У бабушки, проживающей на окраине города, возле Днепра, имелся небольшой садик: яблони и вишни. Вот из них и варили. Изредка покупали абрикосы, но это не каждый год, а если попадались дешевые, понемногу. Пару раз мама ездила за брусникой, очень вкусное было варенье. В шестидесятые годы бабушка стала выращивать клубнику, из нее тоже варили.
Но земляничного варенья у нас не было никогда. Землянику в детстве я вообще припоминаю с трудом – запомнилось, что если мы где-то находили кустик во время прогулки в лесу, то мама мне отдавала. С земляничным вареньем у меня тоже связана история о человеческой доброте и щедрости. Я впервые попробовала его не дома.
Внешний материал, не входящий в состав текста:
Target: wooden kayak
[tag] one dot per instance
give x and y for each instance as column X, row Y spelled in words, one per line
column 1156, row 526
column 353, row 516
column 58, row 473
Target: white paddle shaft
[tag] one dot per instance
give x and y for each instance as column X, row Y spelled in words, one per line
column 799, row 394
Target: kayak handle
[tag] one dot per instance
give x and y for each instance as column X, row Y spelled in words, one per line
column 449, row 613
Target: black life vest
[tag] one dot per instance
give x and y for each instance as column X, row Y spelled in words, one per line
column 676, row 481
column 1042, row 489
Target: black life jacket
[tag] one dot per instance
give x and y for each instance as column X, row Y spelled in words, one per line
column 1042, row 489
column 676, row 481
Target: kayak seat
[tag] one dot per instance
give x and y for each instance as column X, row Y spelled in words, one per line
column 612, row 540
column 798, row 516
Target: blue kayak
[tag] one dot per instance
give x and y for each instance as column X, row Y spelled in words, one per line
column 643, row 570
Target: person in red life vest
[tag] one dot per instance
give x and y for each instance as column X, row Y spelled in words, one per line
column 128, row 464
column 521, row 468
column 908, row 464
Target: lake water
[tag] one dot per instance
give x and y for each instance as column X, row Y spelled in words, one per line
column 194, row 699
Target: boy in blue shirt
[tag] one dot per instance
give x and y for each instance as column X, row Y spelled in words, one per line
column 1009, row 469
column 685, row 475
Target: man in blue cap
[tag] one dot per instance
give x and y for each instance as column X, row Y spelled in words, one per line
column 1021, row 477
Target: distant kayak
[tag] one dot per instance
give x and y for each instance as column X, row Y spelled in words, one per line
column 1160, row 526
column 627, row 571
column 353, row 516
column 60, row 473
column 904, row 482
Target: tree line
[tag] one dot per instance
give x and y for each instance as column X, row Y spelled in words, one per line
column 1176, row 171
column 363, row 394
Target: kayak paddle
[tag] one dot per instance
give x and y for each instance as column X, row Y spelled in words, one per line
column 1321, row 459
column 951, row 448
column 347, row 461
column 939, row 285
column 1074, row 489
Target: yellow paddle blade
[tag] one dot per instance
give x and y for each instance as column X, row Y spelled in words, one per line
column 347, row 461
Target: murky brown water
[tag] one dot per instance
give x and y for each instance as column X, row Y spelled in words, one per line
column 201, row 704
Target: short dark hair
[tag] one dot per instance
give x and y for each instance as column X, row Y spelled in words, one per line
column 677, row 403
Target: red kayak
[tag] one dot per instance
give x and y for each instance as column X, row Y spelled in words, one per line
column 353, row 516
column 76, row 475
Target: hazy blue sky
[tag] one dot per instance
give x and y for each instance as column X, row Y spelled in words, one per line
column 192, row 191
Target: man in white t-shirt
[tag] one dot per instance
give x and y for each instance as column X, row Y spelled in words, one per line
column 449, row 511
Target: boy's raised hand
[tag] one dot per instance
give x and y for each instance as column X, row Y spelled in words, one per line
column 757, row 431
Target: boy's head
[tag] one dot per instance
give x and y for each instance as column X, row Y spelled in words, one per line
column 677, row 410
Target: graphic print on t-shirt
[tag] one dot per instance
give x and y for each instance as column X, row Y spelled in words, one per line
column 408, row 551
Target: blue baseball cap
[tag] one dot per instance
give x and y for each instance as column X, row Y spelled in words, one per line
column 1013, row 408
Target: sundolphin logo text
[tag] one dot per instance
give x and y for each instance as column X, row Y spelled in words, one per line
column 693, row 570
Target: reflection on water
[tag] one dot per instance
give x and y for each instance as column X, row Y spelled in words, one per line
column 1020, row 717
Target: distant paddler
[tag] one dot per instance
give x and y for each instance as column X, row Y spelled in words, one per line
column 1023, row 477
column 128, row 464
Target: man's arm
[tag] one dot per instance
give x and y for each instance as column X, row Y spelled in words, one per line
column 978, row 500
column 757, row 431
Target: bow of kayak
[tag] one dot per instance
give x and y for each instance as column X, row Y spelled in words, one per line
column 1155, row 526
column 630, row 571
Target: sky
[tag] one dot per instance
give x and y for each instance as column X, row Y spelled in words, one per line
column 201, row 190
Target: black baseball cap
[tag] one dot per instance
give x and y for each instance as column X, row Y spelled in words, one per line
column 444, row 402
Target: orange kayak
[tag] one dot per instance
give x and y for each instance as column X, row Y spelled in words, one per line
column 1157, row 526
Лето я всегда проводила у бабушки. Там была веселая уличная компания детей. Массу в значительной степени составляли дети из одного семейства (назовем их Ивановы). В семье Ивановых было шестеро детей и все, кроме самой старшей, были близки мне по возрасту. Кто младше, кто старше… Но бегали по улице и по лугу за домами, играли в штандр, в чижика, в прятки, в лапту мы все вместе. С Ивановыми было весело, они были придумщики и пользовались большим авторитетом среди нашего детского товарищества. Очень часто мы бывали у Ивановых и дома. Мать, назовем ее тетя Катя, была с нами приветлива и когда садились за стол, всегда приглашала. И мы с радостью усаживались за стол с Ивановыми, ели вместе с ними вареную картошку с солью… Картошки было не очень много – помню, что дети Ивановы ссорились между собой, если кому-то из них доставалась лишняя. Но совершенно не понимали мы, дети из других семей, что им меньше достается из-за того, что мы за столом… Как-то раз бабушка зашла за мной к Ивановым во время обеда, страшно на меня разозлилась и увела оттуда. "И не стыдно тебе! – выговаривала она мне по дороге. – Дома есть не заставишь! У них самих есть нечего, чего тебя туда тянет все время?…" Не помню, случилась ли история с земляничным вареньем раньше или позже этого бабушкиного выговора. С меня станется, что и позже…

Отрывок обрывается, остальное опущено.